Belfast Telegraph

Police seize £2.5m cocaine haul

Around 110lb (50kg) of cocaine have been seized in Northern Ireland in what police have described as one of the biggest ever drugs hauls.

The Police Service of Northern Ireland (PSNI) said they received a tip-off and searches uncovered two suitcases packed with packets of white powder hidden among a furniture delivery consignment at commercial premises in Co Tyrone yesterday.

Detective Superintendent Noel Mullan, from the PSNI's organised crime branch said: " A conservative value for this haul would be £2.5 million. A street value would be substantially higher.

"It is undoubtedly one of the biggest cocaine finds ever made in Northern Ireland."

Over a three-year period from 2011/12 to 2013/14 the PSNI found a total of 108lb (49kg) of cocaine during 1,053 seizure incidents - an average of 1.7 oz (47g) each.

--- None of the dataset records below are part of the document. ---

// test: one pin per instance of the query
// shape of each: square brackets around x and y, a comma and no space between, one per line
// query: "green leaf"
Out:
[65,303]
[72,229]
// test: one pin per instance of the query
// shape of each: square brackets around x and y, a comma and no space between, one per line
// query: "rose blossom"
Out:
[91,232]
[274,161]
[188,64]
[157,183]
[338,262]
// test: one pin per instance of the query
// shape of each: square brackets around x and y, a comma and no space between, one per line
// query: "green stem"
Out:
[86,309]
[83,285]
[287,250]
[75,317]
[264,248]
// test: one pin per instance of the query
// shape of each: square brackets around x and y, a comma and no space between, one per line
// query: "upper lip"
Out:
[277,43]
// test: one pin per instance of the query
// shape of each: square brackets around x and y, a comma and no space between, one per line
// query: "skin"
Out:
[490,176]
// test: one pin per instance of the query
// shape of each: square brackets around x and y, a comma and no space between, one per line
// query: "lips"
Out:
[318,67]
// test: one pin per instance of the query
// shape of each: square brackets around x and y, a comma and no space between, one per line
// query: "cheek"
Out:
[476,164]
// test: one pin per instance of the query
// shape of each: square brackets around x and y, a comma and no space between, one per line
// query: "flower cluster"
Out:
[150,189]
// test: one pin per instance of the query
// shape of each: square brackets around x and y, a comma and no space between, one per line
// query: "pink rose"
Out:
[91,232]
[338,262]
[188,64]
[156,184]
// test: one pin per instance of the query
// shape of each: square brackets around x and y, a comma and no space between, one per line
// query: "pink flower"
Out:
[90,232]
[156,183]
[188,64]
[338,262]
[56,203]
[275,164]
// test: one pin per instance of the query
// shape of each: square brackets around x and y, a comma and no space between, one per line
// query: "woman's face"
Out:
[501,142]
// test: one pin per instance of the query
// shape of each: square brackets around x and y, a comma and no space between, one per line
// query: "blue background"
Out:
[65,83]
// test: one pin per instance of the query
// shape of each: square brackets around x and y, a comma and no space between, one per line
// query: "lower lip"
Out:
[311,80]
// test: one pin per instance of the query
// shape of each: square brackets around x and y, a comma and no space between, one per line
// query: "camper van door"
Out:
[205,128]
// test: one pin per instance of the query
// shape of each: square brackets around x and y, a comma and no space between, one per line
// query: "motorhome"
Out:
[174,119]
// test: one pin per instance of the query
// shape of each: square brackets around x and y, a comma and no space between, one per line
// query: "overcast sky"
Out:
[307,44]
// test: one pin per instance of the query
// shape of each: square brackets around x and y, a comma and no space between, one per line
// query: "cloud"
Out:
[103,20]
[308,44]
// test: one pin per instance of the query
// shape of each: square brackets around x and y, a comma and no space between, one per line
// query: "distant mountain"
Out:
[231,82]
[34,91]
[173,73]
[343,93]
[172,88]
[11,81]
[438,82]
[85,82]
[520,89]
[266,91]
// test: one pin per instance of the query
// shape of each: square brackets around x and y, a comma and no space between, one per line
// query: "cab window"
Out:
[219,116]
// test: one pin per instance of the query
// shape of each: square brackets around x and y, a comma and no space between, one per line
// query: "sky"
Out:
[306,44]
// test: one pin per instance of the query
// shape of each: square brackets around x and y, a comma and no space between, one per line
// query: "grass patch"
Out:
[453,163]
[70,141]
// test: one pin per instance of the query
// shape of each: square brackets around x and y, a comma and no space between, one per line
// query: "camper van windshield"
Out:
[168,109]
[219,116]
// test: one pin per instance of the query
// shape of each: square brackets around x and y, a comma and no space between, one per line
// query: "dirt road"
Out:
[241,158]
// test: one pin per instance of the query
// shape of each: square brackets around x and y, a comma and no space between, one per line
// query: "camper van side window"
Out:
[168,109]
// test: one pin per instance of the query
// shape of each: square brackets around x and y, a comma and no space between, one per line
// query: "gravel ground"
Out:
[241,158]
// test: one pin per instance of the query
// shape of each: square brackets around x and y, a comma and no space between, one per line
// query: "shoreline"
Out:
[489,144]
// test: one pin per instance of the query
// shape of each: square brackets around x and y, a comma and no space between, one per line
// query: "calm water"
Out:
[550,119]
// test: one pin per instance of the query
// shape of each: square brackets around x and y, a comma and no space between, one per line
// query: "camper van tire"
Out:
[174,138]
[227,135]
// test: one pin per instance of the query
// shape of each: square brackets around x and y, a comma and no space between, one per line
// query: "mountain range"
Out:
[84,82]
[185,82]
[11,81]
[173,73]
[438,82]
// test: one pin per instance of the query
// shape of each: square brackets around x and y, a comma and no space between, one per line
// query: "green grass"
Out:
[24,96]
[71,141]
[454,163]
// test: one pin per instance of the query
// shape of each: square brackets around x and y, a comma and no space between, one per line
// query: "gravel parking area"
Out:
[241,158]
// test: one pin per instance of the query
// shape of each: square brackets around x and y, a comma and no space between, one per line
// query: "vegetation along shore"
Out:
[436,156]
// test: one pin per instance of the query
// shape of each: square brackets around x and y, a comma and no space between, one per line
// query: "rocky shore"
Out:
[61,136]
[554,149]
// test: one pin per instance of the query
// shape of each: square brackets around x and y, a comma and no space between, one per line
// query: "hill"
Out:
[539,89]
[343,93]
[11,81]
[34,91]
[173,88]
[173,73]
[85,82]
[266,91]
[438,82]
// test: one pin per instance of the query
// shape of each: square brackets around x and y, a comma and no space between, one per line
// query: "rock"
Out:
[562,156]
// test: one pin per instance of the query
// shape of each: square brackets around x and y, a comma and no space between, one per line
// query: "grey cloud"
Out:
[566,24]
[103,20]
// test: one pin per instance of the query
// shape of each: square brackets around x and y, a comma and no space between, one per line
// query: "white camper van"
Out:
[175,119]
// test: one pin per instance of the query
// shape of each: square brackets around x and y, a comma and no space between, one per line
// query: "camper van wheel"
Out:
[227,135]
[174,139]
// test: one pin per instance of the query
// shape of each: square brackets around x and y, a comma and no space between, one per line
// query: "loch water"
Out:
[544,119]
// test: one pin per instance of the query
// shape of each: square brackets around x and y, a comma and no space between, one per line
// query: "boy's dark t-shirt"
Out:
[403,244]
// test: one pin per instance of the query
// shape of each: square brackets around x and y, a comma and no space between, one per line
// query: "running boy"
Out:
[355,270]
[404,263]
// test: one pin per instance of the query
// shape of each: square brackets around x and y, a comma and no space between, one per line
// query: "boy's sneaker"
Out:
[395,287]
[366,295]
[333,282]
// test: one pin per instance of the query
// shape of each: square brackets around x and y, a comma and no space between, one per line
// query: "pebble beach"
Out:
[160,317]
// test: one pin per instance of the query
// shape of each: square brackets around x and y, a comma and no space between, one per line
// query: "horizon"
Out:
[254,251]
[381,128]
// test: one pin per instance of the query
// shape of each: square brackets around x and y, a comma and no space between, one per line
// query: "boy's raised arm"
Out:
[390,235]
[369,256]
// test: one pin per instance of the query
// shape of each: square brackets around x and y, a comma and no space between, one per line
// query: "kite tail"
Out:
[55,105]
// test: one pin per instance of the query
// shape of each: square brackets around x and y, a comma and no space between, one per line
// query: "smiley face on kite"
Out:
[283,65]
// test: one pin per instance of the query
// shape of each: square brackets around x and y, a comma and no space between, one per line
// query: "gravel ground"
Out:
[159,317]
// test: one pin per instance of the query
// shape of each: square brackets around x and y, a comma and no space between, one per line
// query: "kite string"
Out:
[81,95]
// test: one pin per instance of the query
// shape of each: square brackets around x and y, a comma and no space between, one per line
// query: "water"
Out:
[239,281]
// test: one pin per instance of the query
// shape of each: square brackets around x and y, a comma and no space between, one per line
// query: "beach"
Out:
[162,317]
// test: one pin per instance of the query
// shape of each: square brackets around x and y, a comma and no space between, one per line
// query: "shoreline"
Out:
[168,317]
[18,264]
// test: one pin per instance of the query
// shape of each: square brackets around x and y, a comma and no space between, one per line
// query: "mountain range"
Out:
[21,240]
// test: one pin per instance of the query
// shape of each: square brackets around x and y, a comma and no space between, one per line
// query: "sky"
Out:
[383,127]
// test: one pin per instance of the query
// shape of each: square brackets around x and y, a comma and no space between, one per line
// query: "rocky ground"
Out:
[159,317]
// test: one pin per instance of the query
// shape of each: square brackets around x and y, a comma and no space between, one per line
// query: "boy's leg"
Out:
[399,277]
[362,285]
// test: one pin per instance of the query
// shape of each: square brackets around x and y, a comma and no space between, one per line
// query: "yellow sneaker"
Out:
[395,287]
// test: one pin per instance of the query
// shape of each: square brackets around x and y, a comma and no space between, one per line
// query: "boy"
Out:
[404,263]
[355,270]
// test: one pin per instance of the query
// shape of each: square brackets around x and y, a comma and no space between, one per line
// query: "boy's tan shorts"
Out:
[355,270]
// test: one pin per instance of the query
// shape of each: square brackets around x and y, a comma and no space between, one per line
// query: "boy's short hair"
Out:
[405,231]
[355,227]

Only two seizures weighed 6.6lb (3kg) or more, while h alf were of just 0.04oz (1g) or less.

Mr Mullan added: "Last night we got 50 kilos.

"We will be working with law enforcement colleagues in various parts of the world to establish where this came from, where it was going to and who was involved.

"It is unlikely that such a substantial amount was destined for the Northern Ireland market but we'll see where our inquiries lead."

There is no suggestion that the company based at the premises knew what was in the container.

The drugs have been taken, under armed guard, to the Northern Ireland Forensic Science laboratories in Carrickfergus, Co Antrim, for further testing.

Mr Mullan added: "We are committed to keeping people in Northern Ireland safe and we will follow all lines of inquiry with law enforcement colleagues around the world and with local communities to reduce the threat posed by drugs."

Meanwhile, in an unconnected incident, Dutch authorities have seized 44lb (20kg) of cocaine worth around £1 million at a port in Holland which was destined for the Fermanagh area of Northern Ireland.

There were no arrests during either seizure.